This is the first year I can remember that no children have been involved in decorating the house for Christmas. And guess what? It’s tasteful! I got to do it with my husband. So it’s a real tree (how expensive are they this year!) and no tat on it. Personally I’d had enough with school and home-made tree decorations that would never have won a Blue Peter badge. And the ones that came from my in-laws trip to the US … well they have outlived their former beauty. Had enough of singing birds with tatty feathers and faded gold baubles. Time for a trip to Wilkos, the home of cheap taste, for a tree makeover in blue and green. And it looks lovely. Colour-coordinated in blues and greens. Then our neighbour came round this morning with a cloth heart decoration she’d made for us. In red! What should I do? Yes I added it to the tree. Was she watching Kirstie last night? She made a whole load of hearts. And candy lollipops inspired by a trip to New York. Who else would do something as daft as that? She could have gone to Blackpool.

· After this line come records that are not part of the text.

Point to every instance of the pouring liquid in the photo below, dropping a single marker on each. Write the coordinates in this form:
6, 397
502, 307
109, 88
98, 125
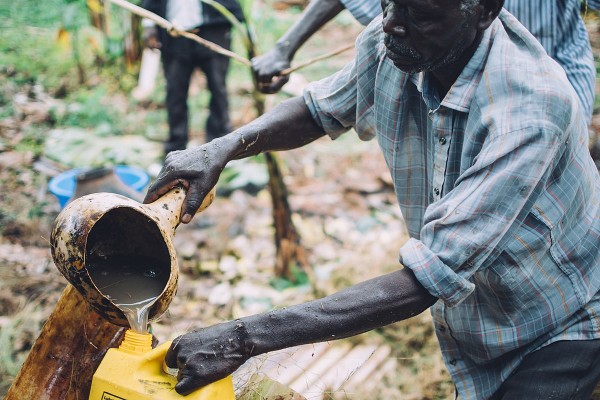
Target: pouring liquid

Next to the tree are the white paper narcissi, grown from bulbs. They fill the kitchen with their fragrance. A ideal Christmas gift but too late to do now for anyone this year.

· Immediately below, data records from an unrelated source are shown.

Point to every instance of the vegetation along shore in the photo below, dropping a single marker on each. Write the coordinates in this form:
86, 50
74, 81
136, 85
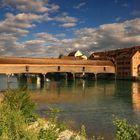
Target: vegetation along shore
18, 121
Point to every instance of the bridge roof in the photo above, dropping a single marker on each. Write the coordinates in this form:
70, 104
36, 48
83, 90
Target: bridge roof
53, 61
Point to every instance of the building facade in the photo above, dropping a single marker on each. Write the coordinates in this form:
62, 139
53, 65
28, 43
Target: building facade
126, 61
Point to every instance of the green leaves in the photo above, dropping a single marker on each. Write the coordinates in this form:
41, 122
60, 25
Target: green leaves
125, 131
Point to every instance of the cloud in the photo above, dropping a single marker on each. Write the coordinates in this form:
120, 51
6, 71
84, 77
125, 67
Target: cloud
48, 38
109, 36
18, 25
104, 37
125, 5
80, 5
68, 25
135, 13
39, 6
66, 21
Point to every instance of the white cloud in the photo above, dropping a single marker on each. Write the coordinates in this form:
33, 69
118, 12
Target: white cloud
39, 6
68, 25
48, 38
80, 5
66, 21
125, 5
135, 13
18, 25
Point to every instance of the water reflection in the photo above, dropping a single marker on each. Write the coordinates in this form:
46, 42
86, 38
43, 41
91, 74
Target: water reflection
87, 102
136, 96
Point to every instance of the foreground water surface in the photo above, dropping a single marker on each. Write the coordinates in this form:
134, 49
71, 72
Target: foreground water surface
87, 102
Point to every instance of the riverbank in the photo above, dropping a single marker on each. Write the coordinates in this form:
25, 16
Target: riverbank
18, 121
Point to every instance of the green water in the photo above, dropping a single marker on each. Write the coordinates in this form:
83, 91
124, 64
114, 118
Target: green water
87, 102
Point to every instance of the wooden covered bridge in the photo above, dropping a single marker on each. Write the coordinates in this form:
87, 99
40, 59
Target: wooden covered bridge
21, 65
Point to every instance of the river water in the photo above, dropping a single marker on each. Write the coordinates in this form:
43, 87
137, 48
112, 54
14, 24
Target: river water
87, 102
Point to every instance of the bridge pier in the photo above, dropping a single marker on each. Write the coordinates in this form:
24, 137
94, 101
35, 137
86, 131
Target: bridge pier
95, 75
42, 80
73, 76
8, 80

The fireplace is bedecked with stockings for the boys and girls. It’s expected every year but one of the hardest tasks, I find. How do you fill stockings for 4 to 34 year olds? And when do they stop being children and wanting them? I don’t remember having one after the age of about 10. My Mum used to tell stories about how they opened their stockings and found a pencil, a rubber, an apple and an orange. Then they had to return the fruit to the bowl. Sounds like Dickens and reminds you how poor people were in the 30s. Everyone has their own stocking here and inevitably I forget whose is which and they have to do a made swap as they empty them. No one is allowed to keep their stocking; it gets put away for the following year. A stray boyfriend one kept his and I wanted to write and request it but it seemed a bit churlish after the break-up.
Then there’s the kitchen clock which plays a Carol on every hour and the toilet door knocker that sounds ‘Alleluia’ when anyone goes in.